Penny Universities & Big Money: London Coffeehouses
In 1652, the first coffeehouse was opened in London by an eccentric Greek named Pasqua Roseé. It didn’t take long before coffeehouses became a part of London’s culture.
These new establishments became fashionable spots for the chattering classes to meet, conduct business, gossip, exchange ideas, and debate the day’s news.
Polite conversation led to reasoned debate on politics, science, literature, poetry, commerce, and religion, earning London coffeehouses the nickname ‘penny universities,‘ as that was the price of a cup of coffee. Influential patrons included Samuel Pepys, John Dryden, Alexander Pope, and Isaac Newton.
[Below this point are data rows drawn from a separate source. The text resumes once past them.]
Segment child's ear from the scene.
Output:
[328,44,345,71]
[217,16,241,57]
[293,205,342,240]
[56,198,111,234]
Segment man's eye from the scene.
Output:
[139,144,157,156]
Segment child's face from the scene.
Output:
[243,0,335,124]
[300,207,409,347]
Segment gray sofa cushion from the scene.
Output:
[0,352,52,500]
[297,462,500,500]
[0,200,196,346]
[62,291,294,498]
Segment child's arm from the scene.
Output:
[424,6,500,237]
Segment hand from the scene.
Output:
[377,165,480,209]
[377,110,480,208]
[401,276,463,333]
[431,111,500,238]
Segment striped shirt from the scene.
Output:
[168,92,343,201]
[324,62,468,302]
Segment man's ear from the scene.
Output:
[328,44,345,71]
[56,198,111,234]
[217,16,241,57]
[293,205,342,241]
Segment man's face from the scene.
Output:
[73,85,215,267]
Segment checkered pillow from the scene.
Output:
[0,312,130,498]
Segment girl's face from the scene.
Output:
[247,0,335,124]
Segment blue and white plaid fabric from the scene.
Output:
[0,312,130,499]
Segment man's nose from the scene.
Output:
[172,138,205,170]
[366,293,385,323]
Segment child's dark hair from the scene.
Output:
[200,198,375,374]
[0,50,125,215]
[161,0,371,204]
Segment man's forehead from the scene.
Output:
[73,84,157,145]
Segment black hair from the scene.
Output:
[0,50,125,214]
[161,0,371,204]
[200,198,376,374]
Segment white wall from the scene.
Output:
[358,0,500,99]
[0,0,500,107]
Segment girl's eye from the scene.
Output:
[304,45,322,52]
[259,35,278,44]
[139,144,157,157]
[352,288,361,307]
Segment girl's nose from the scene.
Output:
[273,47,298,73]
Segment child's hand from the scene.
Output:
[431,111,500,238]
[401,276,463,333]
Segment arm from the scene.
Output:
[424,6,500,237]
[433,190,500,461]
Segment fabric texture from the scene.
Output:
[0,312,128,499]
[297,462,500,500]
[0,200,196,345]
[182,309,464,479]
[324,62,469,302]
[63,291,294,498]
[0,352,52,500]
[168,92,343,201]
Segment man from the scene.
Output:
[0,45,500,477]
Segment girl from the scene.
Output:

Several great British institutions can trace their roots back to these humble coffeehouses.
The London Stock Exchange had its beginnings in Jonathan’s Coffee House in 1698 where gentlemen met to set stock and commodity prices.
Auctions in salesrooms attached to coffee houses were the beginnings of the great auction houses of Sotheby’s and Christies.
Lloyd’s of London had its origins in Lloyds Coffee House on Lombard Street, run by Edward Lloyd, where merchants, shippers and underwriters of ship insurance met to do business.
In 1726 Voltaire went to England to live in exile. Here, Voltaire found the coffee spaces that the British contemporaries honored as “Penny University”. He met and became friends with British intellectuals such as Alexander Pope, Jonathan Swift, John Gay, Edward Young. During the debates, he approached the ideas of the enlightened founders Francis Bacon, Isaac Newton, John Locke, William Shakespeare.
Certain coffeehouses provided tobacco, hookah pipes, chocolate, and an assortment of sherbets, which, as noted in the Mercurius Publicus (March 12-19, 1662), were “made in Turkey from lemons, roses, and perfumed violets.” Advertisements in period pamphlets and newspapers described coffee as “the genuine Turkey berry,” indicating it likely arrived through Ottoman or Mediterranean trade routes.